BMI, body mass index; WC, waist circumference; WHR, waist–hip ratio.

3.3. Malnutrition Indicators among Children

Using the WHO classification of nutritional status [37], stunting (45.3%) was more prevalent among children, followed by underweight (29.0%) and thinness (12.6%). Boys were more affected by stunting (p = 0.002) and underweight (p = 0.004) compared to girls, while the prevalence of thinness was not significantly different (p = 0.776). It is noteworthy that some children had a growth problem and some were at a risk of overweight, while overweight and obesity were less prevalent (Table 3).

Table 3.

Comparison of medians and prevalence of malnutrition indices among children by sex.

Malnutrition
Indicators
All Boys Girls p-Value
n = 404 n = 203 n = 201
HAZ, median (IQR) −1.74 (−3.32; 0.73) −1.55 (−2.93; 0.92) −2.19 (−3.58; 0.68) 0.127
Normal, n (%) 143 (35.4) 57 (28.1) 86 (42.8)
Stunting, n (%) 183 (45.3) 105 (51.7) 78 (38.8) 0.002 *
Tallness, n (%) 78 (19.3) 41 (20.2) 37 (18.4) 0.069
WAZ, median (IQR) −0.91 (−2.34; 0.85) −0.73 (−1.93; 0.89) −1.13 (−2.93; 0.7) 0.061
Normal, n (%) 190 (47.0) 83 (40.9) 107 (53.2)
Underweight, n (%) 117 (29.0) 71 (35.0) 46 (22.9) 0.004 *
Growth problem, n (%) 97 (24.0) 49 (24.1) 48 (23.9) 0.272
BAZ, median (IQR) −0.31 (−1.31; 0.83) −0.28 (−1.19; 0.9) −0.43 (−1.35; 0.71) 0.527
Normal, n (%) 262 (64.9) 133 (65.5) 129 (64.2)
Thinness, n (%) 51 (12.6) 27 (13.3) 24 (11.9) 0.776
Overweight risk, n (%) 43 (10.6) 17 (8.4) 26 (12.9) 0.172
Overweight, n (%) 33 (8.2) 15 (7.4) 18 (9.0) 0.565
Obesity, n (%) 15 (3.7) 11 (5.4) 4 (2.0) 0.113 a

IQR, interquartile range; HAZ, height-for-age Z-score; WAZ, weight-for-age Z-score; BAZ, body mass index-for-age Z-score. Stunting is defined as HAZ < −2SD, underweight defined as WAZ < −2SD and thinness defined as BAZ < −2SD; * indicates significant difference and a indicates Fisher’s exact.

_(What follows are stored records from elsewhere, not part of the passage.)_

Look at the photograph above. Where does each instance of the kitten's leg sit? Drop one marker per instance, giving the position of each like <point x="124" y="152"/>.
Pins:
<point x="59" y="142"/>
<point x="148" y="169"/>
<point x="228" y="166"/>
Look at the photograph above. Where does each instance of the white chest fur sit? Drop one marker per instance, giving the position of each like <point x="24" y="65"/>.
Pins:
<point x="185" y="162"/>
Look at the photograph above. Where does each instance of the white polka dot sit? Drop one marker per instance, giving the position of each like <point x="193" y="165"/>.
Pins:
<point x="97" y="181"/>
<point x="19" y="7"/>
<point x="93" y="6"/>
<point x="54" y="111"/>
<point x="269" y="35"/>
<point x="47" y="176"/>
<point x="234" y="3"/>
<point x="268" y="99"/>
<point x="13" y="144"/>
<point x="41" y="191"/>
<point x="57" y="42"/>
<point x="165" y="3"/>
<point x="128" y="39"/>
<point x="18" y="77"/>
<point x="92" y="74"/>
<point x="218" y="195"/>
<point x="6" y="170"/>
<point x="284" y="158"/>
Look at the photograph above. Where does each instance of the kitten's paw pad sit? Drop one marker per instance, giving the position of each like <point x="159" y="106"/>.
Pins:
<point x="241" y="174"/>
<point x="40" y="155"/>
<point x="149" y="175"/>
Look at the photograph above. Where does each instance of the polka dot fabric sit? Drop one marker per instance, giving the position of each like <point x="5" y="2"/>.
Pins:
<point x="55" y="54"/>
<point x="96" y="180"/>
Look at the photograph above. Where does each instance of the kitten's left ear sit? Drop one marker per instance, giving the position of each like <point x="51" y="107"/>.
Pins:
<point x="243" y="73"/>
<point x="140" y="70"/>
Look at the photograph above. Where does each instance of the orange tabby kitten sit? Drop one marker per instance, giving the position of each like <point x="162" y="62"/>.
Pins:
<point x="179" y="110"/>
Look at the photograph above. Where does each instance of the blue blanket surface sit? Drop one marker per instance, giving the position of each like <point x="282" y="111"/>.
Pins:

In Table 4, most children aged 12–23 months were stunted compared to <11 months old and ≥24 months (p = 0.031). The sample size for age groups of the children was not evenly distributed, especially in the group of children >24 months. This could be because of the schedule of the expanded immunization program occurring frequently from birth, in weekly intervals, until the children are 18 months. As a result, children aged ≥24 months visit the facilities less frequently until they reached five to six years of age [40].

Table 4.

Comparison of medians and prevalence of malnutrition indices among children by age.

Malnutrition
Indicators
≤11 Months 12–23 Months ≥24 Months p-Value
n = 272 n = 101 n = 31
HAZ, median (IQR) −1.31 (−3.44; −3.77) −2.52 (−3.31; −1.38) −1.58 (−2.45; −0.79) p1 ≤ 0.0001 *
p2 ≤ 0.0001
p3 = 0.573
p4 = 0.023
Normal, n (%) 85 (31.3) 38 (37.6) 20 (64.5)
Stunting, n (%) 109 (40.1) 63 (62.4) 11 (35.4) 0.031 *
Tallness, n (%) 78 (28.7) 0 0 ≤ 0.0001 a,*
WAZ, median (IQR) −0.54 (−2.21; 1.86) −1.43 (−2.47; −0.55) −1.38 (−2.36; −0.07) p1 = 0.001 *
p2 = 0.001 *
p3 = 0.275
p4 = 1.000
Normal, n (%) 111 (40.8) 58 (57.4) 21 (67.7)
Underweight, n (%) 75 (27.6) 34 (33.7) 8 (25.8) 0.407
Growth problem, n (%) 86 (31.6) 9(8.9) 2 (6.5) ≤0.0001 a,*
BAZ, median (IQR) −0.56 (−1.37; 0.6) 0.17 (−0.99; 1.18) −0.33 (−1.59; 1.64) p1 = 0.025 *
p2 = 1.000
p3 = 0.007 *
p4 = 1.000
Normal, n (%) 183 (67.3) 62 (61.4) 17 (54.8)
Thinness, n (%) 39 (14.3) 9 (8.9) 3 (9.7) 0.622 a
Overweight risk, n (%) 24 (8.8) 13 (12.9) 6 (19.4) 0.112 a
Overweight, n (%) 18 (6.6) 12 (11.9) 3 (9.7) 0.177 a
Obesity, n (%) 8 (2.9) 5 (5.0) 2 (6.5) 0.231 a

IQR, interquartile range; HAZ, height-for-age Z-score; WAZ, weight-for-age Z-score; BAZ, body mass index-for-age Z-score. Stunting is defined as HAZ < −2SD, underweight defined as WAZ < −2SD and thinness defined as BAZ < −2SD; * indicates significant difference, a indicates Fisher’s exact; p1 = among the three groups, p2 between ≤11 months and 12–23 months, p3 between ≤11 months and ≥24 months, and p4 between 12–23 months and ≥24 months.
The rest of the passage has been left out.